MicroRNA-34a as a Novel Mediator of Alzheimer’s Disease-associated Mitochondrial Dysfunction

Human Health Relevance

Late-onset Alzheimer’s disease (AD), the most common form of dementia (accounting for >90% of cases), is a devastating age-related neurodegenerative condition for which there is no cure (Querfurth and LaFerla, 2010). Nationally, while only 3% of persons aged 65-74 years suffer from AD, among those greater than 84 years, 1 in 3 has AD (Herbet et al., 2013). Historically, AD mouse models have depended on constitutive expression of mutant human amyloid precursor protein, presenilin or tau to drive the emergence of cognitive dysfunction in mid-adulthood and several potential treatments have been developed based on discoveries in these models. Yet, 150+ AD clinical trials of novel pharmacological agents directed against the prevailing theorized pathologies, amyloid-beta (Aβ) plaques and neurofibrillary tangles, have failed thus far (PhRMA, 2018). There is clearly a current need for alternative preclinical AD models if we are to develop novel therapeutic targets.

Scientific Premise

Recently, research attention has turned to other processes disrupted in AD, namely altered cellular energy availability from mitochondrial. Indeed, AD patients have mitochondrial DNA alterations (Chen et al., 2013; Swerdlow, 2018). Mitochondrial dysfunction is known in transgenic (3xTg) and inducible (streptozocin) preclinical models of AD (Chen et al., 2013; Correia et al., 2013; Yao et al., 2009). More broadly, genome-wide association studies have indicated that many genes necessary for energy metabolism and synapse activity are downregulated in AD (Liang et al., 2008). Given the likely polygenic mechanisms that mediate the development of late onset AD, identifying factors that control multiple aspects of the pathological process could offer novel approaches to treat this devastating neurodegenerative condition.

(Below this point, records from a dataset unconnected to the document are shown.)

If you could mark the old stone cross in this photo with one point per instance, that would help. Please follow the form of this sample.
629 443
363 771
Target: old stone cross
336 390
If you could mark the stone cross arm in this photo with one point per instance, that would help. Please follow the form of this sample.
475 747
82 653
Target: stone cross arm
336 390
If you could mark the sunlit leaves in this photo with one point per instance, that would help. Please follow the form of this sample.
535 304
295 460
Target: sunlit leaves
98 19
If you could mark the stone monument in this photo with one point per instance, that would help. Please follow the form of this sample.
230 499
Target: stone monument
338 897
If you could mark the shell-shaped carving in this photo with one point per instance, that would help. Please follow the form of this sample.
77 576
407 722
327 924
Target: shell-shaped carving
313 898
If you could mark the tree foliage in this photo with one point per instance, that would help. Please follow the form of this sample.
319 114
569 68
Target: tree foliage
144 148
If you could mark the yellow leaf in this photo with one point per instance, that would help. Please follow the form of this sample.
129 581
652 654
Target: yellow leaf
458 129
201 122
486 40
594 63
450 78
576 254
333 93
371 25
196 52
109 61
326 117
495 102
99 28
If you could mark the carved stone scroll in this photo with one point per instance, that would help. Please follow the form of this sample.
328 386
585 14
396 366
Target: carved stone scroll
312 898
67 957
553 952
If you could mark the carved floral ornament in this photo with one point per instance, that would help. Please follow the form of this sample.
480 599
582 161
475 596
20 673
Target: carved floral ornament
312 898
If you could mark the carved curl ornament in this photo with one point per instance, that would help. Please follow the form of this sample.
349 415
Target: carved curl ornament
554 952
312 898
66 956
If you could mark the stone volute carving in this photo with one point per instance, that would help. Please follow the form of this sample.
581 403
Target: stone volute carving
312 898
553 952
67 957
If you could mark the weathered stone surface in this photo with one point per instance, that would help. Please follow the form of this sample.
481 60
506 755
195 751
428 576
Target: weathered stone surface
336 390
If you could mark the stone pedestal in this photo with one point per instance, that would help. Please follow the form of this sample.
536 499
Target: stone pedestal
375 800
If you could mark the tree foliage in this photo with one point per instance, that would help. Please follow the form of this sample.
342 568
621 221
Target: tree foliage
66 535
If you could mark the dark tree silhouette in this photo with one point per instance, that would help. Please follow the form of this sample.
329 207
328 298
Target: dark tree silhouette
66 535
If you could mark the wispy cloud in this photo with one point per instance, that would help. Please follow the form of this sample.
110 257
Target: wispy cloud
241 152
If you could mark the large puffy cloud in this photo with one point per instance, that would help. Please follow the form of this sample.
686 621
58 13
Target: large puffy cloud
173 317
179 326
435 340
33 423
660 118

MicroRNAs (miRNAs) are small, endogenous, non-coding, and highly conserved RNAs that regulate post-transcriptional gene expression via degradation of the target mRNA and inhibition of translation 13 which could be one of these factors. We and others have taken initial steps to identify a role of miR-34a in AD (Jian et al., 2017; Sarkar et al., 2016; Sarkar et al., 2019; Schipper et al., 2007; Xu et al., 2018). Indeed, we noted, 1) elevated miR-34a levels in post-mortem brain tissue from AD patients correlated with disease severity, 2) elevated miR-34a in brains of 3x Tg mice, 3) levels of proteins related energy metabolism were reduced in brains of patients with high miR-34a levels or repressed by overexpression of miR-34a in primary neurons, 4) miR-34a construct transfection into primary neurons resulted in reduced levels of mitochondrial electron transport chain proteins, 5) the tentative promotor of the miR-34a gene showed the presence of NFκB, STAT1, c-Fos, CREB and p53 response elements, all of which are implicated in pathological brain aging, and 6) induced transient miR-34a overexpression resulted in cognitive decline and accumulation of AD-like pathologies. Further, Cre-lox miR-34a knock out prevented cognitive deficits typically observed in transgenic AD mice.

Approach

To methodically explore the impact of mitochondrial dysfunction on accumulation of AD neuropathology and cognitive dysfunction, we generated a novel inducible miR-34a overexpressing mouse that successfully recapitulates several key features of the AD-related pathological cascade. The next steps in this project line is to further characterize the inducible miR-34a overexpressing preclinical model we developed. Aim 1 of the submitted administrative supplement will determine if the consequences of miR-34a overexpression are progressive with increasing dose/duration of miR-34a exposure.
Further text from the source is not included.